Fringe groups in US fray the red carpet for Modi
While the overall tone of Prime Minister Narendra Modi’s visit to the United States is quite positive, several groups made strong attempts to highlight their own narrow set of concerns about America’s relationship with India.
While the overall tone of Prime Minister Narendra Modi’s visit to the United States is quite positive, several groups made strong attempts to highlight their own narrow set of concerns about America’s relationship with India. While such attempts would be anticipated ahead of any important summit, the number and diversity of these campaigns have added an aura of negativity ahead of Modi’s arrival.

The attempts to disrupt the visit and highlight specific issues include: a summons for Modi to appear before a New York Federal Court related to the 2002 Gujarat riots; a new request by two powerful congressional committees launching another review of India’s trade barriers (the first version of the report is due mid-December); and newly-released reports and letters by various trade groups which attempt to judge Modi’s economic policies through their own lenses.

There will also be a congressional hearing on the 1984 anti-Sikh riots; not because the BJP is implicated in the riots, but to pressure the Modi government to pursue claims. Even the prime minister’s eating habits were the cause of some forced consternation, as multiple publications tried to paint the fast as potentially offensive.

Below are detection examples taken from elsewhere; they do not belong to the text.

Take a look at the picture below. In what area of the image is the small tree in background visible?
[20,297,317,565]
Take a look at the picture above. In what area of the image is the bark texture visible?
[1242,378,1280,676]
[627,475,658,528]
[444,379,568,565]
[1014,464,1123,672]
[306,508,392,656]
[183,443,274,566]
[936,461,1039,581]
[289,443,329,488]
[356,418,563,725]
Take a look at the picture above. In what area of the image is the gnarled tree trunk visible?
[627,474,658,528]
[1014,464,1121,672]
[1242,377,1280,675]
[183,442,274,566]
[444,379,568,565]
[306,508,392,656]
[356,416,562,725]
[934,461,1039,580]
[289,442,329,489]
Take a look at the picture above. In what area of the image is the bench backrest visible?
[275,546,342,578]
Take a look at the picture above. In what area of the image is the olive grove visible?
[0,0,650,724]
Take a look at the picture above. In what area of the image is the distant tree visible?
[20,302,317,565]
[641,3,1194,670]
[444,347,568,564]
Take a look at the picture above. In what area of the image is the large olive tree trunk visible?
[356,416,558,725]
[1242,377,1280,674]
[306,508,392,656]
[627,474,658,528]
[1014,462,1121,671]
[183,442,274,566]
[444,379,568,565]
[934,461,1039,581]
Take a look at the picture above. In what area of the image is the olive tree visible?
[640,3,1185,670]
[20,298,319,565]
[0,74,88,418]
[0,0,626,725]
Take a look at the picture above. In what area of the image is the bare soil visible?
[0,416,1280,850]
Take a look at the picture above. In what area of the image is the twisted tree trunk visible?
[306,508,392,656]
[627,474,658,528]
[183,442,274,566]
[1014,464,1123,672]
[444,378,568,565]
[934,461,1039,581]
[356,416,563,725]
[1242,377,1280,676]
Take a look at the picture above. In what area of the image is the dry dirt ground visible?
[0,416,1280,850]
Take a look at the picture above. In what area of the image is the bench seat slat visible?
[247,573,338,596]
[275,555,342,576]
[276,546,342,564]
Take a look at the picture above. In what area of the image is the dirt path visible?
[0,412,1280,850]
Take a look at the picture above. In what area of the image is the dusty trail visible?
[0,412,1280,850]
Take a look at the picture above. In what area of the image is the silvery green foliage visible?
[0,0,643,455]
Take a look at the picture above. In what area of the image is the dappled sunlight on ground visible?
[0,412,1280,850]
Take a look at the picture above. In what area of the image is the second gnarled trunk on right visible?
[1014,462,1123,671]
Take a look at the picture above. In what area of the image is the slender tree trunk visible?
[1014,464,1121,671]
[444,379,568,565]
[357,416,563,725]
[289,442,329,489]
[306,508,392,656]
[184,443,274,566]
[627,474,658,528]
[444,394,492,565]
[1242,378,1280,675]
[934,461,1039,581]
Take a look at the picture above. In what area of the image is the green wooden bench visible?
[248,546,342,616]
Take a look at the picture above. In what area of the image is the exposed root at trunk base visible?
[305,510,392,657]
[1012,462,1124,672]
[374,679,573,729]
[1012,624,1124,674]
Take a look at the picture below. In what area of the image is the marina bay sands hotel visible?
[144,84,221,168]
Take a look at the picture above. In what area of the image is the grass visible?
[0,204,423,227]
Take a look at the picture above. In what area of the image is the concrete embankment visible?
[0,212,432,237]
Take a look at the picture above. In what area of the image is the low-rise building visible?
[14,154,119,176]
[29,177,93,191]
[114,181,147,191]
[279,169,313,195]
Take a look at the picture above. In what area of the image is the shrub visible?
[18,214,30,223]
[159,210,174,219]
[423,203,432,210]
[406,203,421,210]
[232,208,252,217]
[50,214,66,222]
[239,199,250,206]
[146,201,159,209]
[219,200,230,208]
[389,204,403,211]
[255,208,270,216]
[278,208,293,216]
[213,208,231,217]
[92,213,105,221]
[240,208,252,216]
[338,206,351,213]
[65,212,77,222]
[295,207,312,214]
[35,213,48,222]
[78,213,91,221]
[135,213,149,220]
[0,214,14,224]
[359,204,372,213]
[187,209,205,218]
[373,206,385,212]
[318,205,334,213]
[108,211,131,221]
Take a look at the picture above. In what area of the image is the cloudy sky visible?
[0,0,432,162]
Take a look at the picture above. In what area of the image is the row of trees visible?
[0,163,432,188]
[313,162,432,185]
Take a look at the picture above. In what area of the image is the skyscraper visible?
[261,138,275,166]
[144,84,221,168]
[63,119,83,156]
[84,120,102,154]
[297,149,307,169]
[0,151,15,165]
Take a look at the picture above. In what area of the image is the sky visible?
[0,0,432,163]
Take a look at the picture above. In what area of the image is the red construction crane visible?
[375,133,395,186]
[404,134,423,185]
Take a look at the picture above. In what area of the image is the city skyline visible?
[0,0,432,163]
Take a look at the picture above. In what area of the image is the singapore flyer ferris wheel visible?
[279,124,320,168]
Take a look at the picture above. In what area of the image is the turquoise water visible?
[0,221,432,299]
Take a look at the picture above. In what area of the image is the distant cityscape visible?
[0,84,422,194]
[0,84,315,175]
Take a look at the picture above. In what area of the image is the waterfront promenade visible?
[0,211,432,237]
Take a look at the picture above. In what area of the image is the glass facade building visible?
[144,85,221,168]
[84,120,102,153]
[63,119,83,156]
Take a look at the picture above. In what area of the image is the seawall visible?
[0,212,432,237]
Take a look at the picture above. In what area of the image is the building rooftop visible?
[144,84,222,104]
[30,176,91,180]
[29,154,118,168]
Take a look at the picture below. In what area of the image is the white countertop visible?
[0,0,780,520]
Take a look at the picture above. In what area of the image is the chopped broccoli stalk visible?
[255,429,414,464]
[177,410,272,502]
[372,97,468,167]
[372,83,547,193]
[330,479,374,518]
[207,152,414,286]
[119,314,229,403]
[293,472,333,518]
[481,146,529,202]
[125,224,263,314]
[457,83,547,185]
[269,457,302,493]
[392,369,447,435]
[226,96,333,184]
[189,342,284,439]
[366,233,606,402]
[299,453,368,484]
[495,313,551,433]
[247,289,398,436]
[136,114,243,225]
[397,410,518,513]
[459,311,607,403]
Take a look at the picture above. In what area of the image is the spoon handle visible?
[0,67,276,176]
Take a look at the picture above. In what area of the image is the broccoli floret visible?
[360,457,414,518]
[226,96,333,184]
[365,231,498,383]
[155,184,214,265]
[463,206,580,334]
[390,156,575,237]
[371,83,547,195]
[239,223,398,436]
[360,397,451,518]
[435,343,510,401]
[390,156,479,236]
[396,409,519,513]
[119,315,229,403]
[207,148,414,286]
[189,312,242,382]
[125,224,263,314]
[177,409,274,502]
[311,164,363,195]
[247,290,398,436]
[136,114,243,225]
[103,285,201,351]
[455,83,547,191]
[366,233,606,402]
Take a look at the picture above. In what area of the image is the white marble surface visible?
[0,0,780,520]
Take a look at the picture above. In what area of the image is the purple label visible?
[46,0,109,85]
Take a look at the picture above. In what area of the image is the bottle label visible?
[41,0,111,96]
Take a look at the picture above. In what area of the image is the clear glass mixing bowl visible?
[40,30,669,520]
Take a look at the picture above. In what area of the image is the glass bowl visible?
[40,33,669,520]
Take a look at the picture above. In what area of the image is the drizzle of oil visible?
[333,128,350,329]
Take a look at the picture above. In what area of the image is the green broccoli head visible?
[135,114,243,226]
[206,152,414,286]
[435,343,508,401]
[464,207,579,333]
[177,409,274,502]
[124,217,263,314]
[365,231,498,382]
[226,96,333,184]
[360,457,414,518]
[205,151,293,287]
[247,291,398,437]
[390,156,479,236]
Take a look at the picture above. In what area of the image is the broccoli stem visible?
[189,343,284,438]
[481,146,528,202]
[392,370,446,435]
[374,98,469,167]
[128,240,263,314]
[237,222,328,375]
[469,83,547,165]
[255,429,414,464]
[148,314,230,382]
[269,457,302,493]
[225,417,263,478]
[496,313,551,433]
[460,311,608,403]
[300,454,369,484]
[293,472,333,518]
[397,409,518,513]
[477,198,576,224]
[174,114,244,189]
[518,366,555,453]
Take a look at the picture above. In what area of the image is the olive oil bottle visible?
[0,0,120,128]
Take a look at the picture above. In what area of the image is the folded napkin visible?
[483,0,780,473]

The visit, at least the Washington, DC portion, suffers from comparisons to the 2005 visit of Manmohan Singh, his first as prime minister. Singh was accorded the first State Dinner of the Obama presidency and made an address to a joint session of Congress. Neither of these honors will be given to Modi due to congressional scheduling issues and Obama’s reluctance to give more than a few State Dinners during a year.
Even when it comes to substance, the visit is not expected to be as robust as Singh’s visit in 2005 when the agreement on civilian nuclear trade was announced. A
key difference is that Singh had been in office for over a year, while Modi is in his first five months.
Both governments are clearly eager to get a sense of the other sides’ interest in deepening our partnership before offering any dramatic new proposals. The US does not offer aid to the levels promised by other governments, so any commitments related to industrial development will involve smaller funding levels and other forms of non-monetary cooperation.
That the visit is happening so soon is in itself surprising and should be the main focus.
It will be critical to see how much the anti-India campaigns noted above influence Americans’ perceptions about India. Few Americans have deeply-held convictions about India’s potential role as a strategic partner, or are familiar with India’s performance in the last decade as a rising economic partner.
This holds true for many business boardrooms, as well. The unfortunate truth is that when these negative campaigns are conveyed through the India coverage in
major news publications, this one-sided portrayal can become the only India content Americans get during the year.
The reasoning behind the US’s decision to make a stronger political bet on improving strategic ties with India a decade ago remain strong. Modi has the interest and influence to be a reliable partner in this regard if we can find initiatives which make sense to both sides. He has a greater ability than his predecessor to carry out his commitments.
There is a danger in allowing narrow interests—including those with valid concerns—to steer our bilateral relationship into an unproductive direction. There is far too much at stake- today and in the decades to come.
The author holds the Wadhwani Chair in US-India Policy Studies, Center for Strategic & International Studies.